Mot International

Vanessa Safavi

04 Jun - 31 Jul 2015

© Vanessa Safavi
Airbags, 2015
installation view
VANESSA SAFAVI
Airbags
4 June – 31 July 2015, Brussels

The first pictures of the earth and the moon triggered a global awareness of the unique and fragile nature of our planet. The Apollo program promoted the dissemination of innovations in the field of materials science and engineering and promoted advances in computers and technology.
Vanessa Safavi’s exhibition Airbags was inspired initially by NASA tests and simulations of crashes, accidents or gravity tests used to prepare astronauts for space missions. A decrease in bone density and muscle mass, balance disorders, sleep disturbances, cardiovascular irregularities and immune system depression are common symptoms experienced by astronauts during a mission. Intense preparations are required in order to reduce the syndromes. The title Airbags evokes impact, when the physicality of the matter meets the human body. At the very moment or the very limit when the body transcends to a different sphere, it enters a process that Lygia Clark located as “where the frontier between body and object is broken”.

Safavi is interested in the alienation that we have with our body. She believes that this alienation exists in the hybridity between the tool, the unconscious desiring machine and hyperreal object.

The exhibition developed her research on the interpretation of the body as a physical form more than social or cultural entity. More generally, she is interested in the way our modern cultures colonize nature. When the space mission sent advance technology satellites and space probes to observe and collect data from space, it was a form of colonization. But more than that, developing intelligent machines to increase this form of colonization provoked political fears and human curiosity.

This phenomena of hybridization prompted Safavi to develop a new series of sculptures made from steel, silicones and bandages. The works attempt to be a synthesis between the human body, the satellite and prosthetic devices. Like all the pieces in the show, they endure the mutability between nature and technology.

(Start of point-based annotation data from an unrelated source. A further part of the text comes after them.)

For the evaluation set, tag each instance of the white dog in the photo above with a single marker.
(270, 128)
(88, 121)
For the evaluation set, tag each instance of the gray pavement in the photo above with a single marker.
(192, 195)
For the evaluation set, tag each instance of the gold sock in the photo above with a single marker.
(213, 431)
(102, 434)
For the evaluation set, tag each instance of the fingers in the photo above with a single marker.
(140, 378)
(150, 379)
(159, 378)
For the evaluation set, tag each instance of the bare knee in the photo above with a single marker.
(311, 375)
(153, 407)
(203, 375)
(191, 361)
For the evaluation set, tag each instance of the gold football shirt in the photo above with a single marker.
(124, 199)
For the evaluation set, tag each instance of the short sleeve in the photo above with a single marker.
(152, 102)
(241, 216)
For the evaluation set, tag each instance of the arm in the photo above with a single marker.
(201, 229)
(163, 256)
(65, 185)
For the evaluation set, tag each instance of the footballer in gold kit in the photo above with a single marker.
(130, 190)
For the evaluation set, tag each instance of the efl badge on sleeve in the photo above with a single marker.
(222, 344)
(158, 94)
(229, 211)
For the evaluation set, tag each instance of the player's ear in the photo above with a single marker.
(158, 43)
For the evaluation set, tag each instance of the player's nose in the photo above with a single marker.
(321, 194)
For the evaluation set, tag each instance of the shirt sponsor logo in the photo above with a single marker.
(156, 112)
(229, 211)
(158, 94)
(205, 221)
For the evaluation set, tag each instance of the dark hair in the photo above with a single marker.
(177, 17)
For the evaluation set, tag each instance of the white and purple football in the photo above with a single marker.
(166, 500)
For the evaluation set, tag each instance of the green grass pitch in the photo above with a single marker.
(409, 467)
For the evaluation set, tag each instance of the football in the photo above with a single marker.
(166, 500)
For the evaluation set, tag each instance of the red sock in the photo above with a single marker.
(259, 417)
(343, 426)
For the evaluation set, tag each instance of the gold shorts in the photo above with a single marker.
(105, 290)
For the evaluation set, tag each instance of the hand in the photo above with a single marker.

Fragile, delicate, and aerial, their physicality stands between floating satellites and medical devices irregularly shaped, with anthropomorphic banded shapes covered by silicones—hybrids of human organs and asteroids.

About

Safavi makes clear references to post-minimalistic practices, inspired by soft sculptures made from pliable

industrial materials that appear in transition between different states: solid, liquid, animated. Working with silicones allows her to suggest a topologic ensemble of forces and materials that draw a vast world of connections between body fluids, the suffocation of the skin and the organs and the information between inside and outside.

Evoking the atrophied body, the work of Safavi also highlights a certain vision of the female body. Through the use of fragile materials and vulnerable gestures, she composes a fiction of the body, which becomes itself an object, the receptacle of a lived physical experience. Her work, marked by poetry, emphasises all at once the pain, shock and conscience of the body when it is ‘out of whack’.

Safavi’s reference to Lygia Clark lays in the relation to the alienation of the body, the ‘quasi-body’. Clark’s urge for an intimate sensation of the interior life allowed her to cease classical production and to step towards a healing and therapeutic practice by making her “participative sculptures” happenings, which included people and healing objects. Looking into this practice but nonetheless witnessing her contemporary posture, Safavi combines materials to explore new forms and fashions that evolve our media technological being without however denying a therapeutic need.